On Side 1, the recording bursts into life with opener, ‘Narnia’. The track, one of many pocket size polemics peppering the first half of the album, sets the tone, lyrically as well as musically. While the music and the arrangements range through the irrationally catchy yet sturdy pop melodies of ‘She Talks Too Much’ and ‘Tragic Alter Ego’, through the glittering dancefloor cheek to cheek ballad, ‘Silver And Gold’, to the broader AOR rock hues of ‘Hologram Man’, there’s a thread of razor clawed rhetoric cutting a cynical (and wryly humorous) path through the material. It throws a noose around much of what is wrong in pop music today, but takes aim mainly at shallow celebrity and the artificiality of fame. The approach recalls Terry Thomas’s latter day Charlie albums. Both artists share a talent for iconoclasm and for writing inviting melodies. And that’s where Greg Hart scores. His acerbic observations are matched to powerful poprock productions, filled to overflowing with memorable hooks and big, shiny arrangements. It’s mature, biting, full bodied stuff, with enough philosophising to keep even Noam Chomsky listening for an hour or two.
Side 2 : The Story Of Johnny Rocket
Young Johnny dreams of being an astronaut. This is his story.
You could argue that ‘Johnny Rocket’ (the track) rips off 10cc, during their ‘Rubber Bullets’, ‘Donna’ purple patch, but read any Stewart/Gouldman/Godley/Creme interviews and they are telling you they were rip off merchants themselves (in the nicest possible way, and of course, if you’re gonna steal, steal from the best).

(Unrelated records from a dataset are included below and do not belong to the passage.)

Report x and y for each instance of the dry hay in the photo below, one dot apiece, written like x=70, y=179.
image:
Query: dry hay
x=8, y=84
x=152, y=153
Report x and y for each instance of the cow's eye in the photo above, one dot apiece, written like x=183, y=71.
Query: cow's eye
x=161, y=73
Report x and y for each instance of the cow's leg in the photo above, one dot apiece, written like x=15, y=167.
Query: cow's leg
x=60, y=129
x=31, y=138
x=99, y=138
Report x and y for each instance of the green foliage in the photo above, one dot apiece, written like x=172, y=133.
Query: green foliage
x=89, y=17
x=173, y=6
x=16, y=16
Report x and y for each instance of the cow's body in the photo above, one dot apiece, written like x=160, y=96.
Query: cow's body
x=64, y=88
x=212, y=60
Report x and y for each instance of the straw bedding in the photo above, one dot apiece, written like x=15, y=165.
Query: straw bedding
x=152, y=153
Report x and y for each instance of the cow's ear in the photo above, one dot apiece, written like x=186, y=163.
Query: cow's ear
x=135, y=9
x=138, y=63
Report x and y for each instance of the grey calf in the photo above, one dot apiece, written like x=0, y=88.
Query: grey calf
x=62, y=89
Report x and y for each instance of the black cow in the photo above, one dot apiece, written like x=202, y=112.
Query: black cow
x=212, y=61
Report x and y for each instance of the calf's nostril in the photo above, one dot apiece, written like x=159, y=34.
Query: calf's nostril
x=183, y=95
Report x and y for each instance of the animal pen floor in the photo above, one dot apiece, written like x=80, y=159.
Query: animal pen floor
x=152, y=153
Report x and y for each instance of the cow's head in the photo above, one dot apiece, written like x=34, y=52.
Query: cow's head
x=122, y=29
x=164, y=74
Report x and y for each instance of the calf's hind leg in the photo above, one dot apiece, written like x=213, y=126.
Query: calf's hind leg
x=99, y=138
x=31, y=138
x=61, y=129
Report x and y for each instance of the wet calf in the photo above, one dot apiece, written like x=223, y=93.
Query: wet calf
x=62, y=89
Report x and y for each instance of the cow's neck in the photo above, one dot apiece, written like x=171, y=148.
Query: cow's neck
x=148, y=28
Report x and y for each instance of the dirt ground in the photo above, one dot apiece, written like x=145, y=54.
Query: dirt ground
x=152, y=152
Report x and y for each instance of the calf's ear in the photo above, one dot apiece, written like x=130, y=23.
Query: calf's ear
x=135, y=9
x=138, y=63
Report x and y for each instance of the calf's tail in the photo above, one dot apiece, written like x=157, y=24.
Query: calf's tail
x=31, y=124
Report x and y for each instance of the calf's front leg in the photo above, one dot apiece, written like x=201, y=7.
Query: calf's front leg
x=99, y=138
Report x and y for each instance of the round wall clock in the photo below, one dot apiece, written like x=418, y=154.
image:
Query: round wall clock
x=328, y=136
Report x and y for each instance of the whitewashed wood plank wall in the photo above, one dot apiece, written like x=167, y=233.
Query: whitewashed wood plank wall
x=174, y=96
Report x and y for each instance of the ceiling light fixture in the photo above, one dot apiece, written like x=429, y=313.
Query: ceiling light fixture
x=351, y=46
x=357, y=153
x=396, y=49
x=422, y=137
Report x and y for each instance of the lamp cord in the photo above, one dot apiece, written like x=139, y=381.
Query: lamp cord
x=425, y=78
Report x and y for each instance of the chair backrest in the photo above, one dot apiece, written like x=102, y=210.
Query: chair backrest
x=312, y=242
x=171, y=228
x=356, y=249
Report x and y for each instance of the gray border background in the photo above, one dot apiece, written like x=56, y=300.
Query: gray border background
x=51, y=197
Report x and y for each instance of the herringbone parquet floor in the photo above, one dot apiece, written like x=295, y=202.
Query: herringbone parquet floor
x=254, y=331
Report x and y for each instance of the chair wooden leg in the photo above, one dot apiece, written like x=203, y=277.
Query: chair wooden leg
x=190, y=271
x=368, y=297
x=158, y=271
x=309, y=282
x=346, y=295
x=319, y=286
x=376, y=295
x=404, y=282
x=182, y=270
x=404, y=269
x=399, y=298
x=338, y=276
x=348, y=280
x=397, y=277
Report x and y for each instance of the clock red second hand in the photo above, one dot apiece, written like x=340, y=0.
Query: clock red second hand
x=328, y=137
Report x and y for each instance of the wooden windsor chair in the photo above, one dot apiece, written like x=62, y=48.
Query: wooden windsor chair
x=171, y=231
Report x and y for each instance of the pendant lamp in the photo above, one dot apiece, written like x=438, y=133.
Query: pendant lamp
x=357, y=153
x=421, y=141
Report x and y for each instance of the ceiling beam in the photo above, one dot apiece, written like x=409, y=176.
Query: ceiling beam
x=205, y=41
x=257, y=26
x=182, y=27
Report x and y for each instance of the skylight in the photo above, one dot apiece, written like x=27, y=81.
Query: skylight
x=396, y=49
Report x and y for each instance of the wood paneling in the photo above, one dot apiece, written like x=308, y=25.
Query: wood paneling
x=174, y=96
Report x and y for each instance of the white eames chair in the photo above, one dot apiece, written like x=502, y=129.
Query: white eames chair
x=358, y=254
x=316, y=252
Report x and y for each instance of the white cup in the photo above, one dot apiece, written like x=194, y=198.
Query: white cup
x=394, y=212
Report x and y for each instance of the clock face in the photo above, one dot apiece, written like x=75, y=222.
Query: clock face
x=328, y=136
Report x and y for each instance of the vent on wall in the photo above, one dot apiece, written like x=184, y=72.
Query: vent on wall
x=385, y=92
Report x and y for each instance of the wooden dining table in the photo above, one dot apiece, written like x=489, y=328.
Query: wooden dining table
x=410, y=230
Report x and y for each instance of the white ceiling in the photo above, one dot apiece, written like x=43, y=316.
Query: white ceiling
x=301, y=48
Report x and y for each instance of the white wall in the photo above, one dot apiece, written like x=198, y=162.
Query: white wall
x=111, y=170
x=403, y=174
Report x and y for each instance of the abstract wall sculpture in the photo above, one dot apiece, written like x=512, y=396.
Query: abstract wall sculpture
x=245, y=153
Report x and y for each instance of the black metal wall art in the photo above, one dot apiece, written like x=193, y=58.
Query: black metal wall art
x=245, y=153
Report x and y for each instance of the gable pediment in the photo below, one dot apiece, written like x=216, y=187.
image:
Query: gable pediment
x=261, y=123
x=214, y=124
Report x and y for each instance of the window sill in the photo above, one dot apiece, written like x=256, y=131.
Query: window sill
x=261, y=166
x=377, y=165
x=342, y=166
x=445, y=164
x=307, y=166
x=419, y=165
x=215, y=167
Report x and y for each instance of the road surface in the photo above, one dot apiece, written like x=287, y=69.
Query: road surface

Almost impossibly, these tracks align themselves more closely with pop culture’s illustrious past, full of insanely effortless hooks, tracking the street sound of seventies chart rock, sweetened by heavenly harmonies that recall the Four Seasons on ‘Thunder In The Night’. Then following the vapour trails of fifties doo wop, lightly layered with ELO’s phased harmonies and descending basslines on ‘One Small Step’ and ‘Twilight’. Yet despite the weightlessness of the music, it all carries a hefty emotional punch, as if dressing Johnny’s moonage daydreams in a parody of fifties and sixties pop somehow makes it urgent and immediate.
It’s not over till it’s over of course. Buried in the moody romanticism and relative sophistication of the balladic ‘Yesterday’s News’ we find echoes of Major Tom, as Johnny takes a dignified look back at his 15 minutes, readily accepting that his exploits have now been consigned to obscurity. Fittingly, the album closes with ‘Destination Unknown’, a very human and heartfelt outburst of optimism that sweeps away what came before, finding comfort in the thought that, well . . . it’s not over till it’s over.
- Reviewed by Brian McGowan
- Released by Harmony Factory Records on 15 March 2019
- Cats Website
Tracklist:
- Narnia
- She Talks Too Much
- Hologram Man
- Tragic Alter Ego
- Silver And Gold
- Chasing Diamonds
- Unicorn
- The Story Of Johnny Rocket – Space Overture
- Johnny Rocket
- Thunder in The Night
- One Small Step
- Twilight
- Yesterdays News
- Destination Unknown
Great stuff. Cats in Space have kind of passed me by, until now. I shall give this a listen!
Thanks Gary – yes, don’t think you’ll regret it…Brian
Wow. What a review. I’ve been reading reviews in Sounds, Kerrang!, Q, Melody Maker et al since 1982, and I can’t recall a fairer more balanced overview of an album (though obviously it’s been a while and a lot of brain cells have been lost along the way.) You clearly grasp what this band are about, so I applaud and thank you for an honest insight. I’ve never read any of your work before, but I feel it should be read by more people. Much respect.
Thanks Kev – for reading the review and for your comments. Much appreciated.